Le poète réfractaire
Avec sa première guitare, Brassens fait quelques passages, furtifs et anonymes, dans divers cabarets parisiens, jusqu’à ce jour de 1952 où il obtient un contrat dans le restaurant que tient la chanteuse Patachou, à Montmartre. Il est alors lancé : cette même année, le Gorille sort sur disque, marquant l’acte de naissance de sa carrière de chanteur-compositeur-parolier, mais la chanson reste interdite à la radio jusqu’en 1956. Abandonnant le cabaret, où l’« on a trop l’impression de chanter pour quelques privilégiés qui paient le troubadour », Brassens se réserve pour un tour de chant annuel au music-hall. Son apparition au cinéma (Porte des Lilas, R. Clair, 1957) est sans lendemain. Il veut avant tout rester fidèle à sa personnalité de « réfractaire » comme le dépeint Alphonse Bonnafé : « La célébrité ne mord pas sur lui, pas plus que n’avait fait la misère. » Il protège sa vie avec sa compagne et ménage sa santé quand elle devient fragile.

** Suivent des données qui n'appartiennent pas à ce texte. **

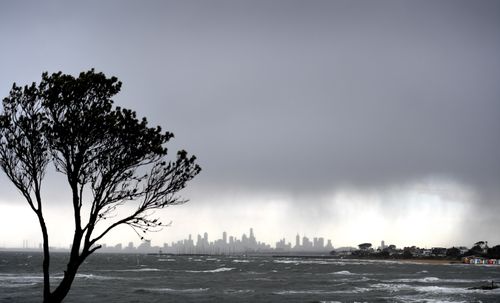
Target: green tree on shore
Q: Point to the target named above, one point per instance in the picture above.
(108, 156)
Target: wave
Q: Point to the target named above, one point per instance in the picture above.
(432, 280)
(222, 269)
(98, 277)
(140, 269)
(432, 289)
(238, 291)
(343, 272)
(355, 290)
(297, 262)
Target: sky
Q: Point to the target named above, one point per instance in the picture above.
(356, 121)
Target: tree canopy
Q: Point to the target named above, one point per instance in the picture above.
(108, 156)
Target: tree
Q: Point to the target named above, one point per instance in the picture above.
(108, 156)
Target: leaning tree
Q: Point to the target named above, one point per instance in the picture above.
(108, 156)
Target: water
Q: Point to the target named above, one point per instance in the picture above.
(148, 278)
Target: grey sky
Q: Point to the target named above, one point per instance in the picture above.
(292, 98)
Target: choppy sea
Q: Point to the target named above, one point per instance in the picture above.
(153, 278)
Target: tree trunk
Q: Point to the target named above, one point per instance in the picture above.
(62, 290)
(46, 259)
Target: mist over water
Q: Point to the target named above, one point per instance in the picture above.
(153, 278)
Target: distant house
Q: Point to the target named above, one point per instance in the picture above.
(365, 246)
(438, 251)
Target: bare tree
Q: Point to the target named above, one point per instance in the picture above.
(109, 157)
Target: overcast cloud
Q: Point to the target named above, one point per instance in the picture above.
(295, 101)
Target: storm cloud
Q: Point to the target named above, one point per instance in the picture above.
(290, 97)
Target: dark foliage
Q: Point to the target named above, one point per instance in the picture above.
(108, 155)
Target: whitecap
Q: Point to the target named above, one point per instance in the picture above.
(343, 272)
(222, 269)
(431, 280)
(172, 290)
(322, 291)
(96, 277)
(238, 291)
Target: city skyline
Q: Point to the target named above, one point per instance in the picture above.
(355, 120)
(224, 245)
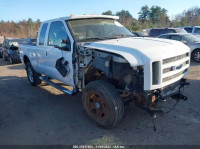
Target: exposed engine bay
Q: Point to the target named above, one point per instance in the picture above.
(97, 65)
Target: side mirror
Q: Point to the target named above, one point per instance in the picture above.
(184, 41)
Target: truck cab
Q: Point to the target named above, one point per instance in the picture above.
(97, 55)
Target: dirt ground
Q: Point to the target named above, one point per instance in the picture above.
(45, 116)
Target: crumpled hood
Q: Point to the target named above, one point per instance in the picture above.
(138, 50)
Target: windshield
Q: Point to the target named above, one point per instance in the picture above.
(191, 38)
(97, 29)
(15, 42)
(142, 34)
(180, 31)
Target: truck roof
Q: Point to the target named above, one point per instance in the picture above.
(73, 17)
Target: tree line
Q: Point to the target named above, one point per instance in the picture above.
(22, 29)
(149, 17)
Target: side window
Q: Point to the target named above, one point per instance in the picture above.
(162, 31)
(188, 29)
(165, 37)
(152, 33)
(197, 30)
(57, 33)
(171, 31)
(178, 38)
(42, 34)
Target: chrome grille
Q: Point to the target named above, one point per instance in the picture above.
(176, 58)
(174, 76)
(170, 65)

Brassens va enregistrer 119 chansons et publier douze albums. Il cherche à faire partager sa vision humaniste (les Amoureux des bancs publics, 1953 ; les Copains d’abord, 1964), tout en raillant les tabous de la société française, à commencer par le sexe (la Chasse aux papillons, 1955 ; Cupidon s’en fout, 1976) et la religion (le Mécréant, 1960 ; Tempête dans un bénitier, 1976). Il met aussi en musique de nombreux poètes, surtout Paul Fort (le Petit Cheval, 1952 ; l’Enterrement de Verlaine, 1961), mais aussi Villon (Ballade des dames du temps jadis, 1952), Jammes (la Prière, 1953) ou encore Aragon (Il n’y a pas d’amour heureux, 1954). Derrière des accords à la guitare d’une apparente simplicité, on devine l’influence jazzy d’un Django Reinhardt.

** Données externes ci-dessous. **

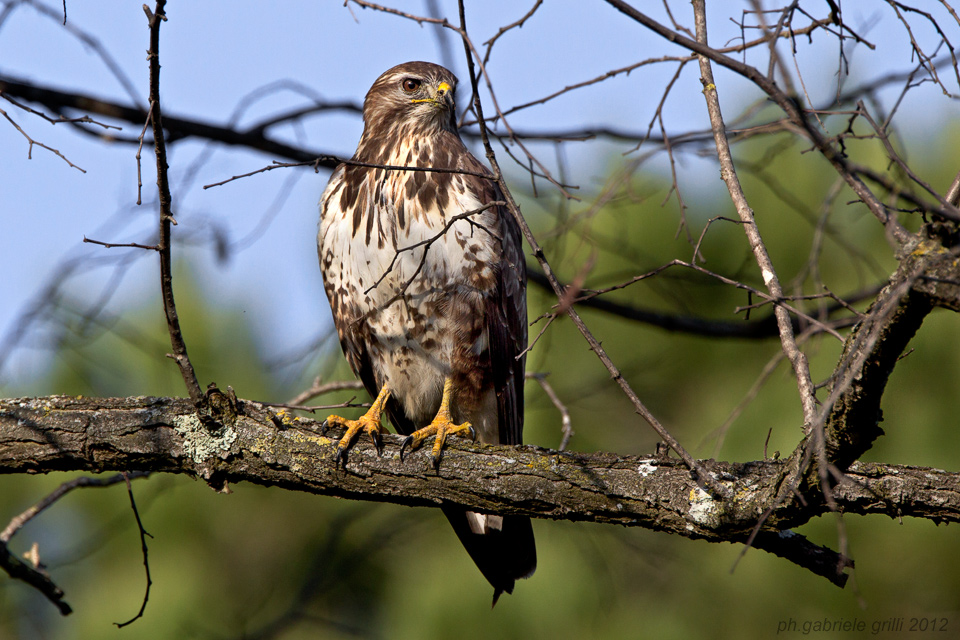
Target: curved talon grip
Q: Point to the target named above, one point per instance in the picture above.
(403, 446)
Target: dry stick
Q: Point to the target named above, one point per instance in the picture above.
(143, 537)
(729, 174)
(789, 106)
(702, 474)
(166, 215)
(34, 576)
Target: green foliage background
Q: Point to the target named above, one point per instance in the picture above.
(267, 563)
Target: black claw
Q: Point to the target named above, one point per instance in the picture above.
(403, 445)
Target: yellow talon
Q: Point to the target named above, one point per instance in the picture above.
(368, 423)
(441, 426)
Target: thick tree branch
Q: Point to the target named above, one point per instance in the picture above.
(253, 443)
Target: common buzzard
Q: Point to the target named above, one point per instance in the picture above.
(427, 284)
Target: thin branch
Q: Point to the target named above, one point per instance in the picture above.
(164, 242)
(143, 549)
(595, 346)
(728, 172)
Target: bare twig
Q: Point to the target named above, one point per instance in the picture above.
(702, 474)
(164, 242)
(143, 548)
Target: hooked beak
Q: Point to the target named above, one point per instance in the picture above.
(442, 96)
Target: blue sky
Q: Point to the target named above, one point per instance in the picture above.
(214, 54)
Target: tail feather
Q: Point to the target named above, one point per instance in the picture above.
(503, 554)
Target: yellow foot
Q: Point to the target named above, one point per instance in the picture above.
(442, 426)
(368, 423)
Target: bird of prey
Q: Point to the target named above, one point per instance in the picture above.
(425, 275)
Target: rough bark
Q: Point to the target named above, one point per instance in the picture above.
(264, 446)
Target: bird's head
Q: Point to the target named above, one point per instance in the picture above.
(414, 94)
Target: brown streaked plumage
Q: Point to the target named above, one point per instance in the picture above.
(432, 321)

Reconnaissante à un orfèvre du langage, qui manie toujours ce dernier avec justesse, esprit et invention – jusque dans l’usage de la langue verte –, l’Académie française décerne à Brassens, en 1967, son grand prix de poésie. S’il écrit une vingtaine de chansons par an, il en jette la moitié. « Souvent, admet-il, je bute sur un mot. Je garde alors le texte deux ou trois mois jusqu’à ce que je trouve le mot juste. Je suis très exigeant. » Cette exigence vaudra à ses chansons d’être étudiées au lycée et, plus généralement, de faire partie intégrante du patrimoine français. Dès le début des années 1970, Brassens ne publie plus que deux albums, puis il renonce à la scène et limite ses apparitions en public à de rares exceptions. Il meurt le 29 octobre 1981.
Brassens en scène
Jour de consécration pour Georges Brassens le 23 février 1954 : il passe pour la première fois à l’Olympia, le plus célèbre music-hall de Paris. Sur scène, le même rituel se répète toujours. Posant le pied gauche sur un tabouret, sans jamais changer de position, Brassens s’accompagne à la guitare et lui-même est accompagné par son contrebassiste, Nicolas. Entre chaque chanson, il s’accorde avec lui sur celle qui va suivre. Parfois, c’est Nicolas qui, réagissant aux désirs du public, lui en souffle le titre. Brassens boit une gorgée du verre d’eau qui est en permanence à sa disposition – verre d’eau devenu aussi légendaire que la pipe qu’il laisse dans sa loge, mais dont il tire d’avides bouffées aussitôt le récital terminé.